BASRA:Â Iraq's main seaport closed down on Thursday following clashes between protestors and security forces in the nearby southern city of Basra in which one demonstrator died and 25 were injured the previous night.
Southern Iraq, heartland of the country's Shi'ite majority, has erupted in unrest in recent weeks as protesters express rage over collapsing infrastructure, power cuts and corruption.
Port employees said that all operations had ceased on Thursday morning at Umm Qasr port - the main lifeline for grain and other commodity imports that feed the country - after protestors blocked the entrance. Trucks and staff were unable to get in or out of the complex.
Officials announced a citywide curfew would be in place after 3 pm local time, but cancelled it just as it was due to come into force.
Iraqi protesters also stormed and set fire to a provincial government building in the southern city of Basra on Thursday.
Later on Thursday, protesters in Basra set fire to the headquarters of the ruling Dawa Party, the Islamic Supreme Council and the largest Iran-backed Shiite militia group in the country, the Badr Organization, local security sources said.
They also attacked the local offices of the state-run Al-Iraqiya TV channel, in the fourth consecutive night of violent unrest.
Residents in Basra, a city of more than 2 million people, say the water supply has become contaminated with salt, making them vulnerable and desperate in the hot summer months. Hundreds of people have been hospitalised from drinking it.
A Health Ministry spokesman told a news conference in Baghdad that 6,280 people had been recently hospitalised with diarrhoea due to the oversalinated water.
The protesters began blocking the entrance to Umm Qasr port, which lies about 60 km (40 miles) from Basra, on Wednesday. They also blocked the highway from Basra to Baghdad and set fire to the main provincial government building where they had been demonstrating for a third night.
Public anger has grown at a time when politicians are struggling to form a new government after an inconclusive parliamentary election in May. Residents of the south complain of decades of neglect in the region that produces the bulk of Iraq's oil wealth.
Leading political figures, embroiled in government formation negotiations in Baghdad, have scrambled to respond to the intensifying crisis, condemning rivals for inaction.

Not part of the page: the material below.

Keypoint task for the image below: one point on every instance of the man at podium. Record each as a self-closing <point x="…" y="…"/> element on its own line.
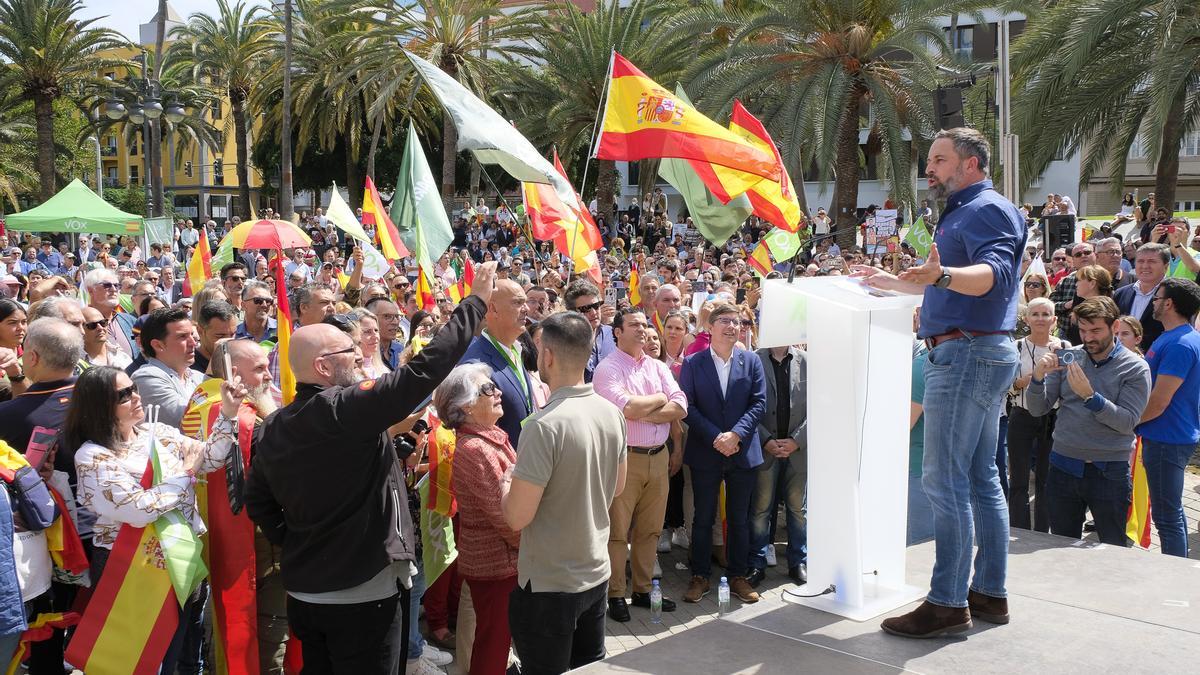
<point x="970" y="284"/>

Incumbent Prime Minister Haider Al-Abadi convened an emergency cabinet meeting on Tuesday to discuss the unrest and ordered the Interior Ministry to conduct an immediate investigation into the protest.
At a news conference on Thursday, Moqtada Al-Sadr, a populist Shiite cleric whose electoral bloc came first in May's national election, called for an emergency televised session of parliament to discuss the crisis in Basra, a city "without water, electricity or dignity".
Iraq's second biggest city, Basra is a stronghold of Sadr who has recast himself as an anti-corruption campaigner and has allied himself with Abadi.
The prime minister said he would be ready to attend a meeting of parliament with the ministers and officials concerned to try to find a resolution.